STANDARD: Sollten sie nicht Recht bekommen, ist dann auch ein Ausstieg denkbar?

Fahnemann: Es gibt viele Optionen. Wir jedenfalls gehen davon aus, dass die Bescheide in unserem Sinn ausfallen. Das Worst-Case-Szenario ist sicherlich, wenn alles so bleibt, wie es jetzt ist.

STANDARD: Wie lange wird es dauern, bis das ausjudiziert ist?

Fahnemann: Ende des Jahres, Anfang nächsten Jahres sollten wir mehr Klarheit haben.

Der durchschnittliche Verbrauch eines Amerikaners liegt heute bei 160 Handschuhen pro Jahr, in Europa sind es im Gesamtschnitt weniger als hundert.
Foto: Semperit

STANDARD: Glauben Sie, dass die Europäer ähnlich wie beim Rauchen den Amerikanern auch in puncto Hygiene nacheifern und sich immer öfters Gummihandschuhe überstreifen werden?

Fahnemann: Ja, der Trend geht eindeutig in diese Richtung. Der durchschnittliche Verbrauch eines Amerikaners liegt heute bei 160 Handschuhen pro Jahr, in Europa sind es im Gesamtschnitt weniger als hundert. Im medizinischen Bereich gibt es kaum Unterschiede zwischen Europa und USA. Gravierend ist der Unterschied im Hygienebereich abseits der Medizin.

STANDARD: Sie zahlen für 2014 eine ungewöhnlich hohe Dividende. Ist das dem Druck des Hauptaktionärs B&C-Holding geschuldet?

Fahnemann: Nein, das hat primär mit dem Markt und der Zinslandschaft zu tun. Wir sehen im Moment kein Mega-Kaufobjekt am Markt. Für das Geld, das wir auf der hohen Kante haben, gibt es so gut wie keine Zinsen. Gleichzeitig können wir uns extrem günstig von außen finanzieren.
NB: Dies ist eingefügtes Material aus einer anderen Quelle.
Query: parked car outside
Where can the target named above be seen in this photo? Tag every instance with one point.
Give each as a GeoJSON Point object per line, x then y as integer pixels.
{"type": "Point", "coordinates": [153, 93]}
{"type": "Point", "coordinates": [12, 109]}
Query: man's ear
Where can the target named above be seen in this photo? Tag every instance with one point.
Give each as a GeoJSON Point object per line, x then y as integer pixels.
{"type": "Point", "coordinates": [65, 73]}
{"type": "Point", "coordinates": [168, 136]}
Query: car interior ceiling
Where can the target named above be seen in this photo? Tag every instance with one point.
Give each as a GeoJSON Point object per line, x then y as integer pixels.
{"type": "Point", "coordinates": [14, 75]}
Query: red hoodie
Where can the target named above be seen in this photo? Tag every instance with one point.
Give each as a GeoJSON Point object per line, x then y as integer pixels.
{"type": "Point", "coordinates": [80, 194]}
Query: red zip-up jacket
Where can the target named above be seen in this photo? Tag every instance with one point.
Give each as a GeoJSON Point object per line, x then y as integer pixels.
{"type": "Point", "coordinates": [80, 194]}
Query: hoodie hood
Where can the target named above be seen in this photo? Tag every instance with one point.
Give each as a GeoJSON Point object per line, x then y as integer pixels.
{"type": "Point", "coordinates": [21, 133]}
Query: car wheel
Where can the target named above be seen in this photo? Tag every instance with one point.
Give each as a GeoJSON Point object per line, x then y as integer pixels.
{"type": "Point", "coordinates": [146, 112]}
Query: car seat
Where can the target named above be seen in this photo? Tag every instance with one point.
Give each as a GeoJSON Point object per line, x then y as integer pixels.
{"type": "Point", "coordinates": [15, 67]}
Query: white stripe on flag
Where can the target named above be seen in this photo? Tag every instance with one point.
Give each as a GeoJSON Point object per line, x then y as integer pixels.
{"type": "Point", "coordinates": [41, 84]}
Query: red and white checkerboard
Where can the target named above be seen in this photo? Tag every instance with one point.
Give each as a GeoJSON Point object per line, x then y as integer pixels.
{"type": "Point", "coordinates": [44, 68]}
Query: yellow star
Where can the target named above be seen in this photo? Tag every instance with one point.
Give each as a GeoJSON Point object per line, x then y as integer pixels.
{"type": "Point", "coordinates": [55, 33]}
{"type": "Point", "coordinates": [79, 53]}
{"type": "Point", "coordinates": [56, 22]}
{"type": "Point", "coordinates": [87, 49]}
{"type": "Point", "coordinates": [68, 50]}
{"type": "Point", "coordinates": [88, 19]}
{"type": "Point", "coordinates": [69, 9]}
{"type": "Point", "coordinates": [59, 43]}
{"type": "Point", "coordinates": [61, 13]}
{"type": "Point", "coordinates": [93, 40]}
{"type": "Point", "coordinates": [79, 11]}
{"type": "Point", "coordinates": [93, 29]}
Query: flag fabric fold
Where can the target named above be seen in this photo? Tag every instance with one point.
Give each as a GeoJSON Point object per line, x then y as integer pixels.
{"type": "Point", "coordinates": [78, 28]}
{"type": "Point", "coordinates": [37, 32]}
Also haben wir gesagt, wir schütten das an unsere Aktionäre aus, die unseren Weg in den vergangenen Jahren mit einer bewusst niedrigeren Ausschüttungsquote als in den Jahren davor mitgegangen sind.
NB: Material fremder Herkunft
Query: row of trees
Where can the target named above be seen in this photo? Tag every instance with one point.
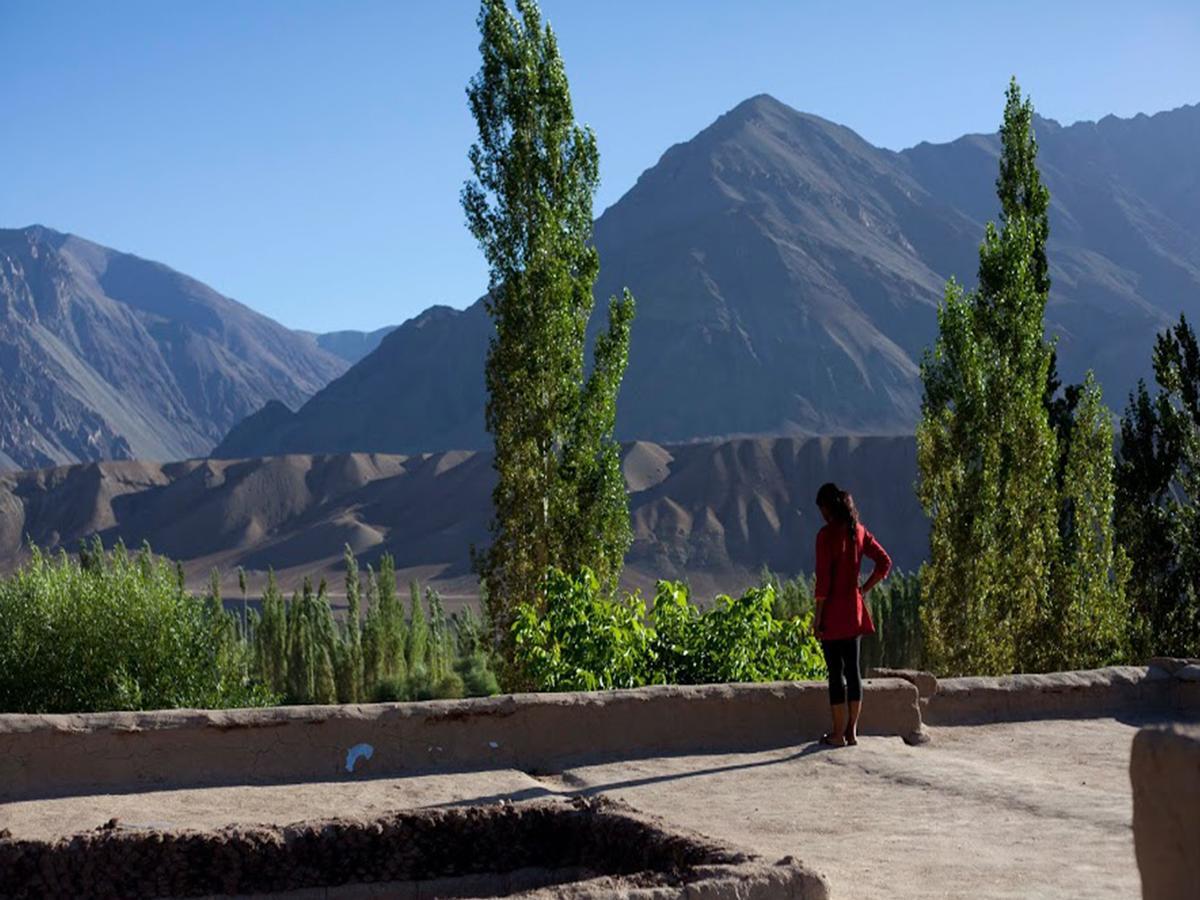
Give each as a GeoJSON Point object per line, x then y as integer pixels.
{"type": "Point", "coordinates": [301, 653]}
{"type": "Point", "coordinates": [1044, 555]}
{"type": "Point", "coordinates": [119, 630]}
{"type": "Point", "coordinates": [1015, 472]}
STANDARD: Ein zusätzliches Geschäftsfeld ist kein Thema?

Fahnemann: Wir produzieren Handschuhe, da wäre es denkbar, auch Mundschutz zu machen. Wir haben solche Ideen geprüft, aber wieder verworfen, zumal wir noch genügend Wachstumspotenzial in unseren vier angestammten Geschäftsfeldern Sempermed (medizinische Handschuhe; Anm.), Semperflex (Hydraulik- und Industrieschläuche), Sempertrans (Förderbänder) und Semperform (Profile) sehen.

STANDARD: Und das größte Wachstum?

Fahnemann: Nach wie vor auf der Medizinseite, die Handschuhe wachsen weltweit mit fünf bis sieben Prozent pro Jahr. Weltweit werden 170 Milliarden Handschuhe hergestellt. Gut 20 Milliarden davon hat im Vorjahr Semperit verkauft. (Günther Strobl, DER STANDARD, 28.4.2015)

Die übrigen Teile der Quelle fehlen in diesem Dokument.